Am 9. Februar stimmen wir über die Initiative «Abtreibungsfinanzierung ist Privatsache» ab, die gerade unter Christen grossen Rückhalt hat. (Selbst-)kritische Überlegungen dazu von Samuel Ninck, Zentralsekretär des Netzwerks ChristNet.
Die Initiative will Abtreibungen aus dem Leistungskatalog der Krankenkasse streichen. Es wird argumentiert, so könnten die Gesundheitskosten gedämpft werden. Bei jährlichen Gesundheitskosten von 64,6 Milliarden Franken (2011) entsprechen die Abtreibungskosten von zirka 20 Millionen einem Anteil von 0,03% oder einem Prämienrückgang von CHF 1.50 pro Jahr… Offenbar sind die Kosten nicht das grundlegende Anliegen dieser Initiative.
Hinzu kommt, dass in der betroffenen Altersgruppe (20 - 45-Jährige) viele Frauen wohl eine Krankenversicherung mit hoher Franchise wählen und die 800-1500 Franken, die eine Abtreibung kostet, bereits heute selber bezahlen. Leider stimmt die Behauptung der Initianten auch nicht, mit der Annahme der Initiative müssten wir keine Abtreibungen mehr mitfinanzieren. Die Privathaushalte kommen nämlich via Krankenkassen nur gerade für 25% der gesamten Gesundheitskosten auf.

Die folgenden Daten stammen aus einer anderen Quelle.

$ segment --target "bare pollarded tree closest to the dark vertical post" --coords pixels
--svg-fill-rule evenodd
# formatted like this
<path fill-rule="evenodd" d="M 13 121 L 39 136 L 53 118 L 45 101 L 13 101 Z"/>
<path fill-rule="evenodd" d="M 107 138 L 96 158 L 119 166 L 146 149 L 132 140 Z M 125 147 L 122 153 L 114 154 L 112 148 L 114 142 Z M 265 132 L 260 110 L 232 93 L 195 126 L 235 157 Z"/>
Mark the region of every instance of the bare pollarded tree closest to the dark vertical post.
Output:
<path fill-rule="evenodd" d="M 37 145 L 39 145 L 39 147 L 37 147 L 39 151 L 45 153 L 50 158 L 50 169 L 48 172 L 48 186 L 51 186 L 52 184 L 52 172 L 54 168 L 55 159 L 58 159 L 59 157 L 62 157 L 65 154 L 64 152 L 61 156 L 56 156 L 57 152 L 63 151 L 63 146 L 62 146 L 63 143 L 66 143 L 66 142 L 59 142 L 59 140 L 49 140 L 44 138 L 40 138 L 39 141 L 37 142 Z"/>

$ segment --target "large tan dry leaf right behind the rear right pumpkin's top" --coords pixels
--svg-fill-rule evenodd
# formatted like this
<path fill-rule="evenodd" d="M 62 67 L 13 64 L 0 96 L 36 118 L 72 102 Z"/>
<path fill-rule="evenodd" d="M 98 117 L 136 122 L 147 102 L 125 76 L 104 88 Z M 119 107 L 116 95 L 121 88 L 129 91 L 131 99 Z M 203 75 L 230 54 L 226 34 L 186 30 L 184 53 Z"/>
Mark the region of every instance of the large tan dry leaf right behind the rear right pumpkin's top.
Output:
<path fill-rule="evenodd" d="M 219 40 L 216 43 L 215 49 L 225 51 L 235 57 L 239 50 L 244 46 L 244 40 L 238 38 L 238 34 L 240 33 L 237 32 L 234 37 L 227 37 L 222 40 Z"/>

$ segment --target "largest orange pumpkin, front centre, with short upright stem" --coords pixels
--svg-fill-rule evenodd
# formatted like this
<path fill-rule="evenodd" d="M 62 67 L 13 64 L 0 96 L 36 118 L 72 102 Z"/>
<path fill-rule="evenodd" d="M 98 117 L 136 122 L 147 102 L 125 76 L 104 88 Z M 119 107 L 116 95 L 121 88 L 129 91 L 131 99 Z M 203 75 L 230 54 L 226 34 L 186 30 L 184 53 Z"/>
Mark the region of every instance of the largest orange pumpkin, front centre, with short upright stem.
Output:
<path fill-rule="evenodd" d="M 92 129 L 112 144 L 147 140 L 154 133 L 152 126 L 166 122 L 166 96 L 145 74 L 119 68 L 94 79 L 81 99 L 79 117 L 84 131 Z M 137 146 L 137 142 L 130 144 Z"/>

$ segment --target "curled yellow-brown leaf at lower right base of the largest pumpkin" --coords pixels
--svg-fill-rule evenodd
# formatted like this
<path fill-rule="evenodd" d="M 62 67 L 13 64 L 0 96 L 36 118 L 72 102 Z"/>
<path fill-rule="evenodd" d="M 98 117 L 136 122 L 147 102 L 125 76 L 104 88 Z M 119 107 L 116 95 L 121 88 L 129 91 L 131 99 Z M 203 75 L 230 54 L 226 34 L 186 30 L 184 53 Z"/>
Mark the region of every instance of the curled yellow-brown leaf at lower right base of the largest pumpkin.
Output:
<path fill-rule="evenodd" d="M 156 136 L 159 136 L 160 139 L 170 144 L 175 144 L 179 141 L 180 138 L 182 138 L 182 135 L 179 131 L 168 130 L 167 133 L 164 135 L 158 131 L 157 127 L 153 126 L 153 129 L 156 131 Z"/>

Via Bundes- und Kantonssteuern werden wir uns in jedem Fall weiterhin an den Abtreibungskosten beteiligen.
Laut Peter Föhn, dem Vater der Initiative, ist ihr wahres Anliegen, ein Zeichen zu setzen: Wer Abtreibung als Mord empfindet, sollte nicht an deren Finanzierung beteiligt sein. Ich kann dieses Anliegen verstehen. Auch ich sehe Abtreibung als das Töten menschlichen Lebens. Nur haben wir oben gesehen, dass die Initiative diesem Anliegen nicht gerecht wird.
Komplizen oder solidarisch?
Hier stellt sich eine grundlegendere Frage: Schieben wir mit der Privatisierung der Abtreibungskosten nicht die Verantwortung (oder Schuld) für Abtreibungen einseitig auf die Frauen? Viele Frauen würden ja gar nicht abtreiben, wenn sie genügend Unterstützung aus ihrem Umfeld hätten. Oft ist Abtreibung auch die Folge einer solidaritätsschwachen Gesellschaft, in der Familienpolitik kleingeschrieben wird und Frauen (oder Paare) in der vielleicht wichtigsten Frage ihres Lebens alleine gelassen werden. Die Initiative lässt die Frauen nun auch noch finanziell alleine und bietet ihnen keine echte Alternative.
Das Initiativkomitee schreibt in seinem Freundesbrief, die Initiativgegner machten sich zu Komplizen von Abtreibungen. Wie wir gesehen haben, sind wir alle «Komplizen» – mit oder ohne Initiative. Als Teil unserer Gesellschaft sind wir mitverantwortlich dafür, was bei uns geschieht. Sollen wir Christen, die wir doch mit Haut und Haaren «in der Welt sind», wirklich so tun, als ob wir an diesem Punkt (finanziell) unbeteiligt wären?